Ele perguntou depois se eu não queria conhecer um livro de Monteiro Lobato, autor que escrevia muito bem para as crianças, os jovens e os adultos. Não era um livro grande o que ele queria que eu lesse. Aconselhou que eu fosse lendo sem pressa. Se gostasse, fosse lendo outros livros daquele autor que nunca tinha ouvido falar. Então primeiro li Reinações de Narizinho, livro que dava início à saga do Pica-Pau Amarelo, o sítio de Dona Benta, onde reinava a menina do nariz arrebitado, Pedrinho, Emília, a terrível boneca, e outros personagens.
Reinações de Narizinho puxou-me para a leitura de outros livros de Monteiro Lobato. Como acontecera com o primeiro livro, li As Caçadas de Pedrinho sem tirar os olhos das cenas que me davam prazer, de tão divertidas e bem inventadas.

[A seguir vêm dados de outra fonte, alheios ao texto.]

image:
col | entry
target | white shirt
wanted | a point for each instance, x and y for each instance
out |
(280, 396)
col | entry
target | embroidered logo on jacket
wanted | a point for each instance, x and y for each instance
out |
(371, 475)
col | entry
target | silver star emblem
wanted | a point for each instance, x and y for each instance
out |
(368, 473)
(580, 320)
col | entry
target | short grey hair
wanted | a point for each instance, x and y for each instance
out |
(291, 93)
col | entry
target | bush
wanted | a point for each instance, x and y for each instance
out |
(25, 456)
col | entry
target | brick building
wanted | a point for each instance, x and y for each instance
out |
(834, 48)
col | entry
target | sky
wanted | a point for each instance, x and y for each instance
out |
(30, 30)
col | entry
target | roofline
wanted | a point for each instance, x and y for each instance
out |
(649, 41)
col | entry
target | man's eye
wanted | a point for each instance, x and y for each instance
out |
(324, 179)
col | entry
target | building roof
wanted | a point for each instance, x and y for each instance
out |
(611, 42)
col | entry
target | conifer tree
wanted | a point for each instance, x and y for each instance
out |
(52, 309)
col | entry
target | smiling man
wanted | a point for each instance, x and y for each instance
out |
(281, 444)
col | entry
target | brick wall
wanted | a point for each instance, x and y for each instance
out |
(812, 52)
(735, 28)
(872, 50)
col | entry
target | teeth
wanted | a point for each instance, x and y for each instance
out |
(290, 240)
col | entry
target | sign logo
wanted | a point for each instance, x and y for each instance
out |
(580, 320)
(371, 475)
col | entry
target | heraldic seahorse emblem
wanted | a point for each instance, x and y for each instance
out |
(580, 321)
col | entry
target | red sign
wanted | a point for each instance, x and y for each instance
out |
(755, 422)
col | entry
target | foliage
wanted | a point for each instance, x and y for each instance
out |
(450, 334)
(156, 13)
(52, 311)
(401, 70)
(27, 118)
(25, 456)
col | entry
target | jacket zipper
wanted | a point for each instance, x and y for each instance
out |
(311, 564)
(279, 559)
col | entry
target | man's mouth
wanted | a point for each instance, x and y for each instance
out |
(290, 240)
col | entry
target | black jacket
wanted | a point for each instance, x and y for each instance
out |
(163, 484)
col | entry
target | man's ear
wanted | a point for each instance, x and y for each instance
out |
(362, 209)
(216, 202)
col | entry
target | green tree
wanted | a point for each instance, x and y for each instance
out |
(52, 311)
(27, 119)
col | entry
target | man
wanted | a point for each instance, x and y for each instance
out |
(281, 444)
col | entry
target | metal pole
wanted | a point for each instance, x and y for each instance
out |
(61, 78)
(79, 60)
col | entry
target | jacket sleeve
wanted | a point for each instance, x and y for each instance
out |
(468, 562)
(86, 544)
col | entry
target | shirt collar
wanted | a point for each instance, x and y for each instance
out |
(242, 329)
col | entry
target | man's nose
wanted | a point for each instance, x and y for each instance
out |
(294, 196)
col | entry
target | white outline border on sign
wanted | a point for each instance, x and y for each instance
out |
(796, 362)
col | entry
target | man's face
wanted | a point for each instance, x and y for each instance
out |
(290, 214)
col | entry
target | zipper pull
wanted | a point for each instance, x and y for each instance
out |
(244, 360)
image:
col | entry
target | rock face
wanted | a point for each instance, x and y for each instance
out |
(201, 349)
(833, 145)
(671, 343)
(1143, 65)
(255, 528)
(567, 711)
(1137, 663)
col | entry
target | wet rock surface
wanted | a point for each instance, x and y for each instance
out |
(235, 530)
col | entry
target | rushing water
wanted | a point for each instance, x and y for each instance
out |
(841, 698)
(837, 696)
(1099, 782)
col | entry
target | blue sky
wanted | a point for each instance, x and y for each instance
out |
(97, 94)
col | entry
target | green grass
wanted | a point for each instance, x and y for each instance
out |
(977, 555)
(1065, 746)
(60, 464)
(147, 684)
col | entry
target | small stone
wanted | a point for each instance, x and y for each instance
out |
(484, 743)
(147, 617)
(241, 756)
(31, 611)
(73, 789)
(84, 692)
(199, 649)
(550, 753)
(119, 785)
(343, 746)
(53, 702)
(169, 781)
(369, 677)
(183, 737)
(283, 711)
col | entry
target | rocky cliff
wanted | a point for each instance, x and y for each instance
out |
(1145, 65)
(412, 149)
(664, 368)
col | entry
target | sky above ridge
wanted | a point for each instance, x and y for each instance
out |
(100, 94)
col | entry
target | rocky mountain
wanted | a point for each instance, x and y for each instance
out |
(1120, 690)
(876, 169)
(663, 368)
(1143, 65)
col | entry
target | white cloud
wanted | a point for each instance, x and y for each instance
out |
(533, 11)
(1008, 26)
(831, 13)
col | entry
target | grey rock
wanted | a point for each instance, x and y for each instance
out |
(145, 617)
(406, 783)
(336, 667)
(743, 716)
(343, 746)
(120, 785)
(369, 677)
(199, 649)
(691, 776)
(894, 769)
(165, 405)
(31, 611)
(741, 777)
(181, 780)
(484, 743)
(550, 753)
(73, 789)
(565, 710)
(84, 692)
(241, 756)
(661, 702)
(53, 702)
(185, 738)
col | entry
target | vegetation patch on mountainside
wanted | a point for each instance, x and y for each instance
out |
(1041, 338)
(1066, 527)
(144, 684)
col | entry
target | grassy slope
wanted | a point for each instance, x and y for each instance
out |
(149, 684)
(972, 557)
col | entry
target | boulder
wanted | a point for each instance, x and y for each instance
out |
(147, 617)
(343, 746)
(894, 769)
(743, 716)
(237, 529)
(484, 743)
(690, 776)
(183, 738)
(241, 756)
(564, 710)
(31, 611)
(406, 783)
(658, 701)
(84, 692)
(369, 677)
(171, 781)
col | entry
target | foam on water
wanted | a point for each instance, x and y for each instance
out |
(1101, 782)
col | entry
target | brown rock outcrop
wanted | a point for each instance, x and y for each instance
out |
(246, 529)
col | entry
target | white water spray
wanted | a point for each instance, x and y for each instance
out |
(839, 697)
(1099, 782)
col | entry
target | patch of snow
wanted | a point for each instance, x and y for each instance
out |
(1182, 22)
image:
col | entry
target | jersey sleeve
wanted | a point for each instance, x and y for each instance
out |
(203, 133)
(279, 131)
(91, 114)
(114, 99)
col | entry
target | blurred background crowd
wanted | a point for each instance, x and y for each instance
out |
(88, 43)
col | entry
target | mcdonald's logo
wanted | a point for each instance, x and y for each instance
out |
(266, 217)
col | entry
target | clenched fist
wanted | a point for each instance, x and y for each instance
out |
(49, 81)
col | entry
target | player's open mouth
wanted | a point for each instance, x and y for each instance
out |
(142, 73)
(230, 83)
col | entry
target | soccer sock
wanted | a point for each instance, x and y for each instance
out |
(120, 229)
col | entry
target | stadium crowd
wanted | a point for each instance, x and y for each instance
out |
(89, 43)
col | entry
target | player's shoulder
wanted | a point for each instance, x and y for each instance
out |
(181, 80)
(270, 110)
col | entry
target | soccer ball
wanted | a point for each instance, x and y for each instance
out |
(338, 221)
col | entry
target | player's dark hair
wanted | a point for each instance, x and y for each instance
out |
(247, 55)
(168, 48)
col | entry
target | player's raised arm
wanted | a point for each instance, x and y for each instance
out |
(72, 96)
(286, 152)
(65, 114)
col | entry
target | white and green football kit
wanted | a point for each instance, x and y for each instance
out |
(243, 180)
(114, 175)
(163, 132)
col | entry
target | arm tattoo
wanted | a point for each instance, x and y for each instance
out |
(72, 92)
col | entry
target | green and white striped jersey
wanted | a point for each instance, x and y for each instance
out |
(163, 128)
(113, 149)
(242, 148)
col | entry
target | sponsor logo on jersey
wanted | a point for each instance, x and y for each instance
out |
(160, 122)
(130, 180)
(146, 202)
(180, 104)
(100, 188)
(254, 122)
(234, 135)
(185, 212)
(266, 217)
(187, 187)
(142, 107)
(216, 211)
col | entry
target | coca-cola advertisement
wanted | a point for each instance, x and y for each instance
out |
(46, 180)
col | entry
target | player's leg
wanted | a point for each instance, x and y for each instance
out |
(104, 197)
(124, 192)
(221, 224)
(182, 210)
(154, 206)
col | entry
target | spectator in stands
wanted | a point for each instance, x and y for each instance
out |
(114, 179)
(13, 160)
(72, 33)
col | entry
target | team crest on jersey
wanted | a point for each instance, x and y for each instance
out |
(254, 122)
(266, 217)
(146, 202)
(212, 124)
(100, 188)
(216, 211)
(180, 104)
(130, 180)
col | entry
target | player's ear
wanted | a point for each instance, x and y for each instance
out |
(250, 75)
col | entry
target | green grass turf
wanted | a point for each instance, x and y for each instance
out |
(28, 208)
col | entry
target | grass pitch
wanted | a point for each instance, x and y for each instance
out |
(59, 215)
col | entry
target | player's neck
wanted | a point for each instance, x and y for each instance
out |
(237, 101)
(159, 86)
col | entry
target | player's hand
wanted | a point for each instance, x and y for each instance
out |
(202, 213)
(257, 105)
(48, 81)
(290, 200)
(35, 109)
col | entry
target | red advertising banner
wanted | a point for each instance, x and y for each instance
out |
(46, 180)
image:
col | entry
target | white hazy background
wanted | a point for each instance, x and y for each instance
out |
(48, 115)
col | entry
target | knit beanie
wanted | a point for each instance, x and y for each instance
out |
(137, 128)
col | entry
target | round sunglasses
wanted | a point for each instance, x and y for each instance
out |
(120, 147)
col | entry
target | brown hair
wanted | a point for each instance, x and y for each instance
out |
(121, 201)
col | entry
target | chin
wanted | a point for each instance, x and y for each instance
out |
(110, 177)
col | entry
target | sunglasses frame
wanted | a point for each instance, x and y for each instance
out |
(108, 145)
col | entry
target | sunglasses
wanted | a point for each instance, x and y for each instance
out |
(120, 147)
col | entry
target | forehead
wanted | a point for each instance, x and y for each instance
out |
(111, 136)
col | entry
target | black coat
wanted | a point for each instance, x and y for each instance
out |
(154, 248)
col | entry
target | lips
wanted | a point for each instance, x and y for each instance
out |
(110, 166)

Vibrei com as aventuras de Pedrinho, que saiu vitorioso na caçada de uma onça, como também no ataque que outros animais fizeram ao sítio de Dona Benta.
Aí não parei mais. Fui conhecendo, de livro para livro, um mundo maravilhoso criado por aquele escritor, que impressionava quando compartilhava uma grande quantidade de cenas vividas por personagens que habitavam um território feito de façanhas e mágicos sonhos.
Íntegra e verdadeira, pura curtição da garotada até hoje, a obra de Monteiro Lobato faz parte do patrimônio cultural brasileiro. Cabe aos professores orientar os alunos no desenvolvimento de uma leitura crítica. Se há quem se refira, no livro desse escritor brasileiro, à tia Anastácia como ex-escrava e negra, é porque essa era a cor dela. Não se trata de um insulto, essa era a realidade dos afrodescendentes no Brasil dessa época. Uma triste constatação de uma vergonhosa realidade histórica.
Vale lembrar que, a partir da leitura de suas obras, gerações de escritores brasileiros viram despertar sua vocação e sentiram-se destinados, cada um com a sua voz, a repetir seu mesmo destino.